APEX-EM: Non-Parametric Online Learning for Autonomous Agents via Structured Procedural-Episodic Experience Replay
Recent advancements in large language models (LLMs) for autonomous agents have highlighted a significant challenge: the lack of persistent procedural memory. These models often re-derive solutions from scratch, even for tasks that have been structurally identical and previously solved. To address this limitation, we introduce APEX-EM, a novel non-parametric online learning framework that aims to accumulate, retrieve, and reuse structured procedural plans without altering model weights.
Key Features of APEX-EM
APEX-EM is built on several groundbreaking concepts that enhance the efficiency and effectiveness of task execution in autonomous agents:
- Structured Experience Representation: This feature encodes the complete procedural-episodic trace of each execution. It includes planning steps, artifacts, iteration history with error analysis, and quality scores, which provide a comprehensive overview of the agent’s decision-making process.
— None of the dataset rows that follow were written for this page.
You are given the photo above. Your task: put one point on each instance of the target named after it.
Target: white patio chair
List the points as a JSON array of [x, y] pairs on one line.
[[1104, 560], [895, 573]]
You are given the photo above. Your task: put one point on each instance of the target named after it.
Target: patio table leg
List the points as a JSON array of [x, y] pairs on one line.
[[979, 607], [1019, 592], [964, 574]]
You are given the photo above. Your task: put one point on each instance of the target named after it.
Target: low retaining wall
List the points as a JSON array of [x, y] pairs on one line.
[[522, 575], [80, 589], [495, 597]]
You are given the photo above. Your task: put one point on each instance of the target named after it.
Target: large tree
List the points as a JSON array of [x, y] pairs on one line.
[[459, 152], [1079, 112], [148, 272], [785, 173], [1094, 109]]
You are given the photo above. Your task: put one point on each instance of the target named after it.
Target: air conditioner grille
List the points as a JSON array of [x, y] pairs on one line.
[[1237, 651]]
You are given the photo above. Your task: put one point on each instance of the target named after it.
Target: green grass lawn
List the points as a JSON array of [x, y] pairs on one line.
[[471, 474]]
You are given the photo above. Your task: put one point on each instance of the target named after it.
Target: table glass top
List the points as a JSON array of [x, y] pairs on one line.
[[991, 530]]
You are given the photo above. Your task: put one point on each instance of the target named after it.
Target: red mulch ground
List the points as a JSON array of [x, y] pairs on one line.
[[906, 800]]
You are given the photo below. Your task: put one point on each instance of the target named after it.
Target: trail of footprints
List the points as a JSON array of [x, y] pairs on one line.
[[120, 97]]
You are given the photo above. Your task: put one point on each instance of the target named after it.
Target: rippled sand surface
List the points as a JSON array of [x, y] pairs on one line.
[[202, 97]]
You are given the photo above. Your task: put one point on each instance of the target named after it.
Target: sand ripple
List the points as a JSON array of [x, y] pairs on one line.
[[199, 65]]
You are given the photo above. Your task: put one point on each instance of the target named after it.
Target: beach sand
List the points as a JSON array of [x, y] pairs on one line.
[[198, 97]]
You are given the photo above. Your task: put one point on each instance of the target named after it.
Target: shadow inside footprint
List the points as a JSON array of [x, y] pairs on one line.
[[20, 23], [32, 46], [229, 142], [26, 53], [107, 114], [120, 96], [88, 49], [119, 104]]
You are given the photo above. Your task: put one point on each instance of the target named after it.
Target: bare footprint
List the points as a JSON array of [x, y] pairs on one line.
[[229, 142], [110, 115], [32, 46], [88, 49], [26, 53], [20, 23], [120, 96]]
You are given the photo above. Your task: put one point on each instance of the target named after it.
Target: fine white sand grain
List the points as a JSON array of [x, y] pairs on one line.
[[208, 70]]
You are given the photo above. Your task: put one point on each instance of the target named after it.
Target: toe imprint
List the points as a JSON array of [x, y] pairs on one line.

- Plan-Retrieve-Generate-Iterate-Ingest (PRGII) Workflow: This innovative workflow integrates Task Verifiers that supply multi-dimensional reward signals, enabling agents to learn from both successes and failures effectively.
- Dual-outcome Experience Memory: APEX-EM employs a hybrid retrieval mechanism that combines semantic search, structural signature matching, and plan Directed Acyclic Graph (DAG) traversal. This allows for cross-domain transfer between tasks that may not share lexical overlap but possess analogous operational structures.
Evaluation and Results
The performance of APEX-EM has been rigorously evaluated using three prominent benchmarks: BigCodeBench, KGQAGen-10k, and Humanity’s Last Exam. The evaluations utilized Claude Sonnet 4.5 and Opus 4.5 as the underlying models.
- KGQAGen-10k: APEX-EM achieved an impressive 89.6% accuracy, a significant improvement over the 41.3% accuracy recorded without memory, surpassing the oracle-retrieval upper bound of 84.9% by a notable margin of +48.3 percentage points.
- BigCodeBench: The framework reached 83.3% success rate (SR), a substantial increase from the baseline of 53.9%, translating to a +29.4 percentage point gain. This performance also exceeded the +11.0 percentage point gain reported by MemRL under comparable conditions.
- Humanity’s Last Exam: Here, entity graph retrieval improved from 25.2% to 48.0%, marking an enhancement of +22.8 percentage points.
Component Value and Task Dependency
Ablation studies indicate that the value of components within APEX-EM is task-dependent. For instance, while rich judge feedback is crucial for structured queries, it proves negligible for code generation tasks. Additionally, binary-signal iteration can partially compensate for weaker feedback, highlighting the framework’s adaptability in various scenarios.
Conclusion
APEX-EM represents a significant step forward in the development of autonomous agents, providing a robust framework for learning and memory that enhances performance across diverse tasks. By leveraging structured procedural plans and innovative retrieval mechanisms, APEX-EM not only improves accuracy but also paves the way for more intelligent and adaptable AI systems.